From the original questioner:
Although the tree was standing straight, it's mighty wet. The wood is extremely dense and complex. I've retained parts of the outermost squaring slabs intact in relatively thin sections, including some smaller burl structures, for less than two weeks. Lying face down on an irregular wood platform equivalent to 1/4" stickers, in a closed dirt floor shed, it's doing fine. Face up in a dry basement, a piece with just a 3"-4" radius burl is cracking up. All the typical problems seem exaggerated, so tight control is the intuitive response (but the wife nixes the truck box freezer in the yard).


What is tyloses? Would water penetrate the burl?
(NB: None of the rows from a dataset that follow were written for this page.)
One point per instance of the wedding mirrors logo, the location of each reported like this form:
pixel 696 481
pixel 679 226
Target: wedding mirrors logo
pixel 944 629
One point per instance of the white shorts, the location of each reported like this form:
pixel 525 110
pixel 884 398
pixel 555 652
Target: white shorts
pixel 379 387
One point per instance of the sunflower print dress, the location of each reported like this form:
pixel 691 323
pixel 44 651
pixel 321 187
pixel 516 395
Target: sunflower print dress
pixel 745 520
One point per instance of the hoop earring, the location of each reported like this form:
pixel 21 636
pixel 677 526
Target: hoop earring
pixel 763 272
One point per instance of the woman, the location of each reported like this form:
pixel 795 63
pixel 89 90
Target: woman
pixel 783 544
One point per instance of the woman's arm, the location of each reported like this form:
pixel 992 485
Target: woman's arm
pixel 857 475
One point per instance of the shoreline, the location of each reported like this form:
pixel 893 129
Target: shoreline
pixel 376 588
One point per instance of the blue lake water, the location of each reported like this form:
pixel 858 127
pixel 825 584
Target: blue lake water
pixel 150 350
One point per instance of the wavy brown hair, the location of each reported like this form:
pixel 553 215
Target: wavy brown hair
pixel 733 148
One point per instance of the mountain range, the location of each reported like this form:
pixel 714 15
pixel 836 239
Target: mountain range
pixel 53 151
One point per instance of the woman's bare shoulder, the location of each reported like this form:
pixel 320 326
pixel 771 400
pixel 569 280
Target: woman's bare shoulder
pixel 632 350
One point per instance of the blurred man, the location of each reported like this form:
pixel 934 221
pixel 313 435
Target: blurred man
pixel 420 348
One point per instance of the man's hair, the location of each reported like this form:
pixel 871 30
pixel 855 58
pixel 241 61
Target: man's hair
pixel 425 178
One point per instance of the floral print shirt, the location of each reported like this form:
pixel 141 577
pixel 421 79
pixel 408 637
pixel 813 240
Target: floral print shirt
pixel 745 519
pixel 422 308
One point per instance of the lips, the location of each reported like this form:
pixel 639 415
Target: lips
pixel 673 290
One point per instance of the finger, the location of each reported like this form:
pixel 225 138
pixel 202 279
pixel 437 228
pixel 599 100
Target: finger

The cells in the tree that are vertically aligned typically have the major role in life of carrying liquids from the roots to the leaves. As such, they must be wide open--very permeable to liquids. However, as these cells age, there are chemicals that are deposited into the void space. In the case of white oak, these chemicals are very effective in plugging the cells to the flow of liquids. These "plugging chemicals" are called tyloses.

Hence, we use white oak for barrels that have liquid in them (wine, whiskey, etc.) and the wood does not leak. (Interestingly, not all white oak is plugged--for example, chestnut oak is not.)

Gene Wengert, forum technical advisor



But the white oak has to be quarter sawn for barrel staves, not flat sawn, or the barrel will leak for sure.


The barrel may leak at the joints, but the wood will not leak! With red oak (and a few white oaks), the wood will leak!

The reason we like quartersawn is that the radial shrinkage (the width shrinkage in a q-sawn piece) is fairly low, while the tangential shrinkage (which is the width shrinkage in a flatsawn piece) is quite high.

Gene Wengert, forum technical advisor



Tyloses are also in black locust. This is why black locust and white oak are good for posts. Moisture and bacteria, etc. can't get in the plugged holes.


The comments below were added after this Forum discussion was archived as a Knowledge Base article (add your comment).

Comment from contributor A:
We have been drying oak for several years. After cutting the tree in slabs, we apply a paste made of 3# table salt/1 gal water. Bring to a boil and mix in corn starch and water until it thickens to the consistency of batter. When cool, add one cup of borax to inhibit bacterial growth, then three or four egg whites to keep the paste from flaking. Cover both sides of the wood and stack on stickers or spacers to dry.



Comment from contributor B:
I get the same results with the old timer's whitewash: quick lime and salt. It inhibits mold and fungus and, I believe, actually draws moisture to the surface. Whatever it does, I get far less drying defects when it is used.